D. AUDITION DE M. JACQUES SANTER, PRÉSIDENT DE LA COMMISSION EUROPEENNE
Le jeudi 21 mars 1996, la délégation a entendu, conjointement avec la commission des Affaires étrangères, de la Défense et des Forces armées, M. Jacques SANTER, Président de la Commission européenne.
A la veille de l'ouverture de la conférence intergouvernementale, l'Union européenne se trouve, d'après M. Jacques Santer, au pied du mur ; elle a trois grandes obligations de résultat; l'Union européenne doit se rapprocher des citoyens, au service d'un modèle européen de société; elle doit se doter d'une identité extérieure claire; elle doit enfin réorganiser ses institutions en vue de son élargissement.
L'Union européenne devra ainsi accentuer sa dimension sociale en réintégrant notamment le protocole social dans le Traité, actuellement objet d'un « opting out » du fait de la position britannique. Le modèle européen de société comporte de multiples facettes. Il devra ainsi également promouvoir la notion de service universel et de service public d'intérêt général, enjeu cher à la France.

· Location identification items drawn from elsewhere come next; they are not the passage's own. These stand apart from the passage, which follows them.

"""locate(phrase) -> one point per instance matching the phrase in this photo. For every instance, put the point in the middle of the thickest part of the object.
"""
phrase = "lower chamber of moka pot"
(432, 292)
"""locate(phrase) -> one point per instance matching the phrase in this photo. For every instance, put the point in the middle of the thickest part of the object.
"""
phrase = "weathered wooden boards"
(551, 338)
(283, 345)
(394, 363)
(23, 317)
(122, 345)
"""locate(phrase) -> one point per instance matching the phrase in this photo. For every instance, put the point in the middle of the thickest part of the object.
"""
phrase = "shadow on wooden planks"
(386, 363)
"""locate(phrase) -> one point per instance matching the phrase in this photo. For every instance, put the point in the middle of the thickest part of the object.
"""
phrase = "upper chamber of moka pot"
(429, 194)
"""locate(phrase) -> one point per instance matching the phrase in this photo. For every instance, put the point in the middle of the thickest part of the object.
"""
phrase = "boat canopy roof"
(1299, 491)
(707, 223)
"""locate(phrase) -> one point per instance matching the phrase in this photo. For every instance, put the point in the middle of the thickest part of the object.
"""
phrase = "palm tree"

Il s'agira également d'insérer dans le Traité un chapitre « emploi », préparant une stratégie commune en faveur de l'emploi. Pour donner une assise institutionnelle solide à cette démarche pour l'emploi, le président Jacques Santer évoque le Pacte européen de confiance pour l'emploi qui justifie son déplacement à Paris le jour même.

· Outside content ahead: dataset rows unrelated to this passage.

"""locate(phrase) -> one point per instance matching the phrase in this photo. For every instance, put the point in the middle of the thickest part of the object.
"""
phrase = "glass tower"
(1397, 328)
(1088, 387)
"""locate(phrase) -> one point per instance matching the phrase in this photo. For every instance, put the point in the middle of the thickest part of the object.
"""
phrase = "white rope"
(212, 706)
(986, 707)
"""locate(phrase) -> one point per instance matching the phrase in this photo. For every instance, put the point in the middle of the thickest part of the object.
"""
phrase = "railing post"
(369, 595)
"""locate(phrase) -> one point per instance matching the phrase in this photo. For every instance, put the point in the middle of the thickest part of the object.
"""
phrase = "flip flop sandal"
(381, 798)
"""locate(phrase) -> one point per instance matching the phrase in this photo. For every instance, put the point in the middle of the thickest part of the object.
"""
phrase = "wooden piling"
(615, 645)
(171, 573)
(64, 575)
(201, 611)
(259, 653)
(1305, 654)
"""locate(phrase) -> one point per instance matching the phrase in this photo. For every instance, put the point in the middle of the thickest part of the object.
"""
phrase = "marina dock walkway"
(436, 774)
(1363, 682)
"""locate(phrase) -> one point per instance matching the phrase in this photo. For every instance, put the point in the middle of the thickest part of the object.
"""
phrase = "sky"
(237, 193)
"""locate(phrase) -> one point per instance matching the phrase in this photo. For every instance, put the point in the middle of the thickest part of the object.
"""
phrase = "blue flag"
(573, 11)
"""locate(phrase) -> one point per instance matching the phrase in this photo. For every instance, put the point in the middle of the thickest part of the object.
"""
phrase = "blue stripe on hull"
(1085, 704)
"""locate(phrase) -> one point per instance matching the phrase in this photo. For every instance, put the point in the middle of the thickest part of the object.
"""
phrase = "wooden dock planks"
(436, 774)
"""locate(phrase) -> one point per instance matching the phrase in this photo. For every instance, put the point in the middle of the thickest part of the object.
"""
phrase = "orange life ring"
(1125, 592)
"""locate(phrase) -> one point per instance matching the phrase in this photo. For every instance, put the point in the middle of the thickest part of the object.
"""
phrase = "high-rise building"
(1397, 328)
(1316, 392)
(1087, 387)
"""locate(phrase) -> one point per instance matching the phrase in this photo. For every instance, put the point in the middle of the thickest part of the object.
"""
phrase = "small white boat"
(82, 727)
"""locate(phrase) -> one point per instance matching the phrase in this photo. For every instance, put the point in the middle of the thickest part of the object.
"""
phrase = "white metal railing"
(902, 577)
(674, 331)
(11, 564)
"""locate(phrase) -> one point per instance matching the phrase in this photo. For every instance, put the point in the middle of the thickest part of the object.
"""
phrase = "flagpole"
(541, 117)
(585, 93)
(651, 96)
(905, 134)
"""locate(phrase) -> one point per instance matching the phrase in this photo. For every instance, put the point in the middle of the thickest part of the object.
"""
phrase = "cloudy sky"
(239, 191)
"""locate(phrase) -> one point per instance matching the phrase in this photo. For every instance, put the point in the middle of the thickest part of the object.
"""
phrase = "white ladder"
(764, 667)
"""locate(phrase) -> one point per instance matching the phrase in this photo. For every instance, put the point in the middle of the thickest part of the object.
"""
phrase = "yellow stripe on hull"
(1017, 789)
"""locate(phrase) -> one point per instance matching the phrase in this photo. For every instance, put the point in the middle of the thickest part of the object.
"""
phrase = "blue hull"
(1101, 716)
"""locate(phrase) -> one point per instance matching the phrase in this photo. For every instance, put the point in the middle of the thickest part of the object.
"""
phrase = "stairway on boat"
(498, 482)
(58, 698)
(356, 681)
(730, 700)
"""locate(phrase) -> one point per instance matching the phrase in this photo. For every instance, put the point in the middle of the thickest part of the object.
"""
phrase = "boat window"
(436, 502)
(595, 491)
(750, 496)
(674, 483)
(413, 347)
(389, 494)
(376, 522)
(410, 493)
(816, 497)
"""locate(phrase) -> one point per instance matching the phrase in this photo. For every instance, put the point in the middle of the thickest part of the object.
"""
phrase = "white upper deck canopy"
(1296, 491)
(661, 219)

Le président de la Commission européenne rappelle qu'une Europe plus proche des citoyens doit être aussi un espace de liberté et de sécurité. Dans ce domaine du troisième pilier, il considère que les actuelles méthodes intergouvernementales ne permettent pas une coopération renforcée efficace. Il convient donc, à ses veux, de s'inspirer des méthodes communautaires, faute de quoi aucune coopération renforcée n'est envisageable sur les questions de drogue, de grande criminalité ou de droit d'asile.
L'Europe devra apparaître également plus transparente et plus lisible. La simplification des procédures s'impose selon le président Jacques Santer qui fait observer que 23 procédures différentes existent au Parlement européen.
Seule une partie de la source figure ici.